I can’t believe I’m writing to you and I can’t believe what just happened to me and my sisters over the holidays.
The cluster f*%k started at Thanksgiving when my parents announced after dinner that they were getting a divorce after 30 years of marriage. We were all shocked. (I have two older sisters.) My parents, at least we all thought, had a storybook marriage. People would even comment on their marriage, that’s how good it seemed. But my parents told us they had grown apart – blah, blah, blah.
One of my sisters was so upset after their announcement that she threw up her entire Thanksgiving dinner. The reason my parents gave for telling us at Thanksgiving was that they wanted to tell all of us at the same time and in person.
They then said that they were going to “co-share” the house and get it ready to go on the market so they would probably still be living together till the spring. They also said we were welcome for Christmas at their house but it might feel a little different so they would understand if we decided to celebrate Christmas at your own homes or go to our in-laws.
We all opted to go to our parents for Christmas because this could be the last time we would all have Christmas together and we secretly hoped since our parents were “co-sharing” the house that there might be a chance they would change their minds about divorcing.
Well, that sure as hell didn’t happen. We show up on Christmas morning and everything is perfect just like it’s always been but later on in the evening my mom’s new, I’m going to call it boyfriend, comes over to drop off a gift and “meet the girls.” Then not to be outdone my dad’s “girlfriend” shows up for a little family meet and greet.
My sisters and I are furious and heartbroken that my parents’ ruined Christmas with this stunt after already ruining Thanksgiving and can’t believe they couldn’t hold off on “meet my new hook up” until after the holidays.
At this point we think they’ve totally blown up the family and we now associate the holidays with trauma.

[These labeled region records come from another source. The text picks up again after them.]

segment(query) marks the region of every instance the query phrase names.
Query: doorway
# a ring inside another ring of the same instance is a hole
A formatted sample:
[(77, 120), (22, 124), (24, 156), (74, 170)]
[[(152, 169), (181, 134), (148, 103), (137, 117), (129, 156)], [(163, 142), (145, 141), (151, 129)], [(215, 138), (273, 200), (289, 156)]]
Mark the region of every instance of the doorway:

I’m not sure I can even be in the same room or look at my parents for a very long time. My sisters and I have decided to block our parents out of our lives in an attempt to heal but it’s just been two days and now I’m thinking it seems harsh?
What’s your advice?
Signed, Sad Daughter
Yes, parents getting divorced is traumatic even for adult children with families of their own. It’s a huge change in the dynamic and can be very hard to navigate and adjust to.
I can also feel your sadness at all of this happening over the holidays. No one wants a divorce announcement with their pumpkin pie. I do understand your parents wanting to tell all of you at the same time but I’m with you – did they have to do it at Thanksgiving especially when I get the feeling everyone lives fairly close to each other.
That said the whole Thanksgiving announcement is done so you need to move on and realize a lot can happen in a year and that you’ll probably be in a much better place emotionally by Turkey Day 2022 most especially if you start new traditions like having you or one of your sisters host the meal.
Now on to Christmas. Yes, if life were a Hallmark movie your parents would have fallen in love again by the time the last present was unwrapped, but unfortunately real life is a lot more messy – hence the introduction of the new “special friends.”
I’m not going to say I understand the Christmas evening pop ins but I will tell you that your parents are human beings with complex emotions and needs just like you. Maybe their marriage has been more like a roommate situation for years hence the fact that they have no problem “co-sharing” the house till it sells.
This means that both could have been yearning for who knows how long for an emotional and dare I say sexual connection with another person and they both have found it. I understand you and your sisters being devastated that things will never be the same again. But just as you’ve grown up and moved on, so have your parents. They don’t owe you the perfect holidays you had as a child for infinity and beyond.
It’s time to accept that your parents’ lives are changing and deal with it. The worst thing you can do is “block” them. It seems like your parents have been very good to you and your sisters and you have a loving family. By blocking them you are in essence throwing a temper tantrum.
I suggest that you instead take baby steps and let yourself get used to the changes but also be an adult and tell your parents that you love them even if they are no longer the dream couple you always imagined they were.